First design a basic tag, with your logo, website url, product information, etc. You can make the tags really any size you like, mine are 2.5” x 3” which I feel is a good size for my product and fit 8-up nicely on a letter size paper.
Once you have your tag designed, lay out 8 tags (or however many of your size fit) butted up side-by-side in the middle of a sheet.
In this photo, I’ve put an outline around the edge of the tags, just so you can see how to lay them out. However, you will NOT put an outline on your tags on the real layout.
2. Now here is the key part: At the corners and all the intersecting lines, make small crop marks (just thin little lines) which are not touching the edges of the tags.
You can see here, again with the outline showing just for position, there is about 4 mm of space in between the edge of the tags and the crop marks. These crop marks will show you where to cut.
3. The crop marks should be at every intersecting edge, the middle dividing line (if you have them stacked in two rows like mine), and the corners. Here’s a photo of how the page will look without the edge outlines.
You can see on my layout that the crop marks on the right side of the page are tiny; this is where my printer cuts off, and wouldn’t print the complete lines. That’s ok, as long as you have a guide of some sort. But you do have to figure out what your printer will do and lay out your page to accommodate that.
4. Glue up: Use a piece of cardstock to make the tags thicker. Set up your cardstock on a flat surface, put it on two overlapping pieces of clean scrap paper. Take your tag layout page outside and thoroughly spray-glue the back side. I lay it face down on a couple pieces of clean scrap paper to keep it clean and catch some of the overspray. Make sure to do this in really well-ventilated area, and even wear a chemical mask if you have one, this stuff stinks! Let the glue settle, then bring the layout to the cardstock and position and stick down. If it’s not perfectly square on the cardstock, no problem, since you’re going to cut off the edges anyway. The scrap sheets under the cardstock will keep any sticky from getting on your work surface. Lay more clean scrap over the whole thing and use a brayer (roller) to firmly adhere the two layers together.
5. If you want a back on your tags, repeat the glue-up process to put a backside on the back of the now two-layer tag layout/cardstock. Use a piece of fabric for mine to correspond to my product. Paper is way easier to cut, though, so you might want to use a fancy paper with a nice pattern.

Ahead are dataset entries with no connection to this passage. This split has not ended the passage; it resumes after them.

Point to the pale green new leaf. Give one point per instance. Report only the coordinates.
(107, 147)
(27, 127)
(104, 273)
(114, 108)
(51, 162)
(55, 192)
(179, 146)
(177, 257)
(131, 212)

If you use fabric or anything thin and flexible, it’s way easier to lay the material down on your work surface, as you did with the cardstock, and spray-glue and stick down the layout to that, than the other way around. Again, don’t worry about any overhang.
6. Cutting: Now, with your three-layer sheet, use a straightedge and xacto knife to cut the tags loose. Here is the trick: carefully line up the ruler exactly next to the line of crop marks and cut from the end of the starting crop mark to the end of the ending crop mark WITHOUT cutting through the edges of the sheet.
Use some firm pressure to get through the layers. Repeat with all the lines, being sure not to cut through the edges/outer ring of the page. When you’re done it will look like this:
As soon as you move what’s left of the page, all the tags should come loose if you’ve cut thoroughly through.
7. Now take each individual tag and use a hole-punch to make a hole. I use a special slotted punch, but a normal round one works just fine.
If you use fabric, you’ll likely need to use your xacto to clean up some fringes at the edges and hole.
Hope this works for you! Happy tag making.